Все замолчали: на этот факт, относившийся лично до государя, нельзя было заявлять никакого суждения.
— Дерзки! — сказал князь. — Знаете Метивье? Я нынче выгнал его от себя. Он здесь был, пустили ко мне, как я ни просил никого не пускать, — сказал князь, сердито взглянув на дочь. И он рассказал весь свой разговор с французским доктором и причины, почему он убедился, что Метивье шпион. Хотя причины эти были очень недостаточны и не ясны, никто не возражал.
За жарким подали шампанское. Гости встали с своих мест, поздравляя старого князя. Княжна Марья тоже подошла к нему.
Он взглянул на нее холодным, злым взглядом и подставил ей сморщенную, выбритую щеку.

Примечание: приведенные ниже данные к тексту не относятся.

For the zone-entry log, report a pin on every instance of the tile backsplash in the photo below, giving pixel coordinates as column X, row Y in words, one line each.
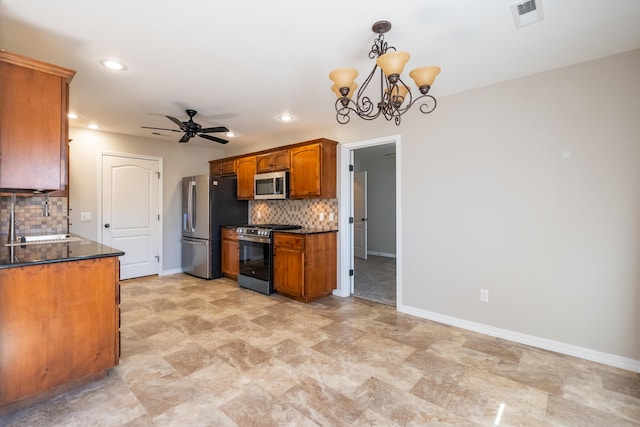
column 30, row 215
column 305, row 212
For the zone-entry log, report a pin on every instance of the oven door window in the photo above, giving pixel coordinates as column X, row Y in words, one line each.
column 255, row 260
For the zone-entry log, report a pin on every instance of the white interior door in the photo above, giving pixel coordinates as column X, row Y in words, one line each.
column 131, row 212
column 360, row 214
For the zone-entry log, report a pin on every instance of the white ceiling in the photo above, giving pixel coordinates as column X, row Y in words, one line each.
column 242, row 63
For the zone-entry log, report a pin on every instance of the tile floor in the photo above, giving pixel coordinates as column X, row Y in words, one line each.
column 207, row 353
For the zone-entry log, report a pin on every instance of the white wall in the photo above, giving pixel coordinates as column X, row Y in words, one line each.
column 178, row 160
column 530, row 189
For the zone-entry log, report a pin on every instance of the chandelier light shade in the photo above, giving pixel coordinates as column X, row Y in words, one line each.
column 394, row 96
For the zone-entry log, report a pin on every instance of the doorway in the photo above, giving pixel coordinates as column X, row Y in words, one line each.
column 130, row 212
column 377, row 277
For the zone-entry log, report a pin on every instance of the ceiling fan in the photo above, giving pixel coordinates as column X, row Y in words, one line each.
column 191, row 129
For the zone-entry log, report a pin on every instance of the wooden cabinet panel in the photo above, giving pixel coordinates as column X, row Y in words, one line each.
column 313, row 170
column 246, row 171
column 230, row 255
column 273, row 161
column 59, row 323
column 33, row 124
column 222, row 167
column 305, row 266
column 289, row 265
column 311, row 165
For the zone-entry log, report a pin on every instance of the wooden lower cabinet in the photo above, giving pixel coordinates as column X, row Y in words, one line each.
column 230, row 264
column 305, row 265
column 59, row 324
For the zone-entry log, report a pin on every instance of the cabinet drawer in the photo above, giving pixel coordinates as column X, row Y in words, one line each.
column 229, row 233
column 288, row 241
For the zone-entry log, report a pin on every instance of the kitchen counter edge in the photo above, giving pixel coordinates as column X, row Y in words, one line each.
column 309, row 231
column 49, row 253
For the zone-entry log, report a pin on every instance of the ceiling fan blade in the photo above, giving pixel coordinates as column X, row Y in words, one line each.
column 213, row 138
column 178, row 122
column 171, row 130
column 215, row 129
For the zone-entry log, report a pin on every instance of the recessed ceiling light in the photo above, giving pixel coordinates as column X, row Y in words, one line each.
column 113, row 65
column 285, row 117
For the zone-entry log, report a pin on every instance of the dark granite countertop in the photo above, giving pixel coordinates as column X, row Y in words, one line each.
column 46, row 253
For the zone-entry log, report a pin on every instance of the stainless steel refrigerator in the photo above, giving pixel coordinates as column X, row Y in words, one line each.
column 208, row 203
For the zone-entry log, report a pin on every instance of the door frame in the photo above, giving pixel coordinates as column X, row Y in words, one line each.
column 101, row 156
column 346, row 258
column 365, row 214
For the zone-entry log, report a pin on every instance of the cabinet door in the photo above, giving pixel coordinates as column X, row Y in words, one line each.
column 230, row 255
column 288, row 265
column 222, row 167
column 33, row 129
column 306, row 169
column 246, row 170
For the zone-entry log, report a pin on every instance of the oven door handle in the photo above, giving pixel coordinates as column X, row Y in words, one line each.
column 257, row 239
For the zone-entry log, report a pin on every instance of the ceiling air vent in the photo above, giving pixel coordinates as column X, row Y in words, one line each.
column 526, row 12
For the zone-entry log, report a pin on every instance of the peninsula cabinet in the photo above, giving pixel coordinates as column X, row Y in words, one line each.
column 304, row 265
column 222, row 167
column 246, row 170
column 230, row 264
column 312, row 170
column 274, row 161
column 33, row 124
column 59, row 327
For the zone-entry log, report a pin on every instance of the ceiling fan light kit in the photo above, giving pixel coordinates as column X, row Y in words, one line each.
column 395, row 97
column 192, row 129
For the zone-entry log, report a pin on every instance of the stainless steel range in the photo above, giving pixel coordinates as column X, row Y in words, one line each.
column 256, row 255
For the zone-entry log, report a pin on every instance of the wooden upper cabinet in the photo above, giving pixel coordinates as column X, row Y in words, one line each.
column 222, row 167
column 33, row 124
column 273, row 161
column 311, row 166
column 313, row 170
column 246, row 170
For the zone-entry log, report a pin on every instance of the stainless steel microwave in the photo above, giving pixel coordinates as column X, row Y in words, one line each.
column 273, row 185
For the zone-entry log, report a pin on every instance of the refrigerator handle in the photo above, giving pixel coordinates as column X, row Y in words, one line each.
column 191, row 206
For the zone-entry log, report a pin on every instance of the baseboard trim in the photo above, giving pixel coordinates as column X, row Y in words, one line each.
column 172, row 271
column 543, row 343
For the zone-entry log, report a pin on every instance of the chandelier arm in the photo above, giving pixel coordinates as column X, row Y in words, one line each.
column 395, row 96
column 428, row 104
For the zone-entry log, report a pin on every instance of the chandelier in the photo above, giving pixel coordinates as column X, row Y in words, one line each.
column 395, row 97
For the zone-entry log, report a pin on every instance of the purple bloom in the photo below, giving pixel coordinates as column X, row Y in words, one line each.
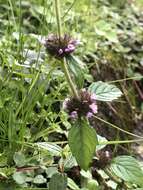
column 73, row 115
column 93, row 107
column 60, row 47
column 85, row 105
column 89, row 114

Всё выражение его лица говорило ей, что утренний разговор им не забыт, что решенье его осталось в прежней силе, и что только благодаря присутствию гостей он не говорит ей этого теперь.

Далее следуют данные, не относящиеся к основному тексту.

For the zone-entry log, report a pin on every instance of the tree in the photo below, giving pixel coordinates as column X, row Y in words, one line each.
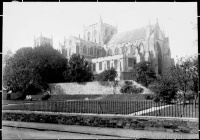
column 34, row 67
column 108, row 75
column 164, row 89
column 79, row 70
column 144, row 73
column 185, row 73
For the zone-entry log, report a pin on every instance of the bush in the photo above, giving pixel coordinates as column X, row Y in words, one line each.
column 164, row 90
column 149, row 96
column 189, row 95
column 128, row 88
column 108, row 75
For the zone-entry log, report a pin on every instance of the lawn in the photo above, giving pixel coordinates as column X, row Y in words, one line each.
column 100, row 97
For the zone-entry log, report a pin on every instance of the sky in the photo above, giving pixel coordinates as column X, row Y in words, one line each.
column 23, row 21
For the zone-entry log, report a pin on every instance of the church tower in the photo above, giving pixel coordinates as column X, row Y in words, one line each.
column 99, row 32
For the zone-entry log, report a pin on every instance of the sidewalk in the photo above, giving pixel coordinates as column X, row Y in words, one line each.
column 117, row 132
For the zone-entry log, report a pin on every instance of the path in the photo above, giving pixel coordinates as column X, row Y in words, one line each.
column 99, row 131
column 24, row 133
column 149, row 110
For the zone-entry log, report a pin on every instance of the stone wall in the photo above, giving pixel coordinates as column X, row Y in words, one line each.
column 127, row 122
column 89, row 88
column 83, row 88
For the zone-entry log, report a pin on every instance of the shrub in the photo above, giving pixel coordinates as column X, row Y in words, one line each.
column 149, row 96
column 128, row 88
column 189, row 96
column 164, row 90
column 108, row 75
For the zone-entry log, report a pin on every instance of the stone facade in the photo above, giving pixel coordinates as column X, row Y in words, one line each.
column 105, row 48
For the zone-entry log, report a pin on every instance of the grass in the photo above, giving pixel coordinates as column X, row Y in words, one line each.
column 101, row 97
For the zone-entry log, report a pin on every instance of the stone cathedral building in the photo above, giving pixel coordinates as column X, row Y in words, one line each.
column 104, row 47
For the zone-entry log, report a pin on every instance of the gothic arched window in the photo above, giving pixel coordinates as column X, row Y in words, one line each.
column 106, row 32
column 141, row 48
column 109, row 52
column 111, row 32
column 116, row 51
column 88, row 36
column 91, row 51
column 84, row 50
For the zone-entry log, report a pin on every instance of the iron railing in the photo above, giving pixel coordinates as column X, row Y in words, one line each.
column 139, row 108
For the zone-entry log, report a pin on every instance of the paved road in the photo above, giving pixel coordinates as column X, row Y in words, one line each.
column 21, row 133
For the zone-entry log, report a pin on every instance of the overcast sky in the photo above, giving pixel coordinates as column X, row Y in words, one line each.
column 21, row 21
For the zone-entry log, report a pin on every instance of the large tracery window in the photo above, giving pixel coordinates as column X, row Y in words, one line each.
column 116, row 51
column 91, row 51
column 95, row 34
column 141, row 48
column 106, row 32
column 109, row 52
column 84, row 50
column 88, row 36
column 111, row 32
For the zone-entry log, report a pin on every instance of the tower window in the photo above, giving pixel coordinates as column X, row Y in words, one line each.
column 91, row 51
column 130, row 62
column 84, row 50
column 117, row 51
column 106, row 32
column 111, row 32
column 108, row 64
column 94, row 67
column 88, row 36
column 100, row 65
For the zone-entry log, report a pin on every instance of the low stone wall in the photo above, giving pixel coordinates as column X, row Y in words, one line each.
column 82, row 88
column 88, row 88
column 138, row 123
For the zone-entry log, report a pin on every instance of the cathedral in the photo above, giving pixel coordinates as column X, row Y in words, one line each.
column 39, row 41
column 104, row 47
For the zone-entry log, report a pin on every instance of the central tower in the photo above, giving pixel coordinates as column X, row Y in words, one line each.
column 99, row 33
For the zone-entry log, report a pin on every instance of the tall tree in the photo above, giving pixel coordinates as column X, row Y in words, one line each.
column 79, row 69
column 34, row 66
column 144, row 73
column 185, row 73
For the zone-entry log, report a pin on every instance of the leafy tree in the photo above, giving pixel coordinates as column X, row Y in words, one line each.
column 34, row 67
column 79, row 70
column 144, row 73
column 108, row 75
column 164, row 89
column 185, row 73
column 129, row 88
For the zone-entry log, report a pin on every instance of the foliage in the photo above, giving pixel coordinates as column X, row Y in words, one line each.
column 149, row 96
column 129, row 88
column 108, row 75
column 185, row 74
column 32, row 68
column 164, row 89
column 144, row 73
column 189, row 96
column 79, row 70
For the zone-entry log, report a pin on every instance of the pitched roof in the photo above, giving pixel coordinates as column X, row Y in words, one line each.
column 128, row 36
column 82, row 40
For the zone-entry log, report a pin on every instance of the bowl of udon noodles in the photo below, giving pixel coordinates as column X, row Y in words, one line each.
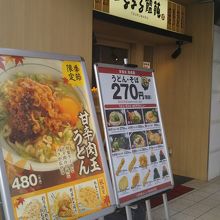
column 38, row 115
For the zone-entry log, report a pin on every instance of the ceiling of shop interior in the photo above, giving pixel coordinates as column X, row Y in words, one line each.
column 124, row 34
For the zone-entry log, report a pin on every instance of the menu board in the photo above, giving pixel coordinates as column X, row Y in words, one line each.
column 134, row 132
column 50, row 143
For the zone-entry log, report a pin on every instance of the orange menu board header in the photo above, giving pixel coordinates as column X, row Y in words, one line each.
column 50, row 142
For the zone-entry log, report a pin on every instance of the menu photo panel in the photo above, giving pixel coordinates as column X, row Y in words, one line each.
column 52, row 152
column 136, row 143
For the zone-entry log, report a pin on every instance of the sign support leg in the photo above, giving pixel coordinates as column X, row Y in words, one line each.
column 128, row 212
column 166, row 206
column 148, row 207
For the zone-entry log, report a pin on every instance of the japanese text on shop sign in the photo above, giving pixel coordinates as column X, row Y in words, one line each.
column 147, row 6
column 85, row 148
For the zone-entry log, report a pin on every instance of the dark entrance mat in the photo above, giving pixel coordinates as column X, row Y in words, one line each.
column 172, row 194
column 139, row 213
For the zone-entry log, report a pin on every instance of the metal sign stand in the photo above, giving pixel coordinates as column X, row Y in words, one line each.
column 165, row 203
column 148, row 207
column 128, row 212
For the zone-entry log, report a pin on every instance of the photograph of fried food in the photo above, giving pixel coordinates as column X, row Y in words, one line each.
column 134, row 116
column 123, row 183
column 151, row 115
column 115, row 118
column 132, row 163
column 146, row 177
column 135, row 180
column 143, row 161
column 89, row 198
column 32, row 210
column 121, row 164
column 38, row 114
column 63, row 205
column 119, row 142
column 154, row 137
column 138, row 139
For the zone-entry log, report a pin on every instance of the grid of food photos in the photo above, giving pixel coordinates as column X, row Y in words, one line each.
column 138, row 150
column 70, row 202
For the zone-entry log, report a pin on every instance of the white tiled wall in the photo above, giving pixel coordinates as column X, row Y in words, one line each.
column 214, row 142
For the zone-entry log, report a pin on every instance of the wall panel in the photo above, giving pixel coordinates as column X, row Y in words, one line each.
column 184, row 86
column 52, row 25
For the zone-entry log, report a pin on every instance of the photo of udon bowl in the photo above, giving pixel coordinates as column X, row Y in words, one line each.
column 38, row 113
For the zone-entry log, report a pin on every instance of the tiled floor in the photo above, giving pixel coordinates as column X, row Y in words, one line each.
column 203, row 203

Когда вышли в гостиную к кофе, старики сели вместе.
Князь Николай Андреич более оживился и высказал свой образ мыслей насчет предстоящей войны.
Он сказал, что войны наши с Бонапартом до тех пор будут несчастливы, пока мы будем искать союзов с немцами и будем соваться в Европейские дела, в которые нас втянул Тильзитский мир. Нам ни за Австрию, ни против Австрии не надо было воевать. Наша политика вся на Востоке, а в отношении Бонапарта одно — вооружение на границе и твердость в политике, и никогда он не посмеет переступить русскую границу, как в седьмом году.
— И где нам, князь, воевать с французами! — сказал граф Растопчин. — Разве мы против наших учителей и богов можем ополчиться? Посмотрите на нашу молодежь, посмотрите на наших барынь. Наши боги — французы, наше царство небесное — Париж.
Он стал говорить громче, очевидно для того, чтоб его слышали все.
— Костюмы французские, мысли французские, чувства французские! Вы вот Метивье в зашеи выгнали, потому что он француз и негодяй, а наши барыни за ним ползком ползают. Вчера я на вечере был, так из пяти барынь три католички и, по разрешению папы, в воскресенье по канве шьют. А сами чуть не голые сидят, как вывески торговых бань, с позволенья сказать. Эх, поглядишь на нашу молодежь, князь, взял бы старую дубину Петра Великого из кунсткамеры, да по-русски бы обломать бока, вся бы дурь соскочила!
Все замолчали. Старый князь с улыбкой на лице смотрел на Растопчина и одобрительно покачивал головой.
— Ну, прощайте, ваше сиятельство, не хворайте, — сказал Растопчин, с свойственными ему быстрыми движениями поднимаясь и протягивая руку князю.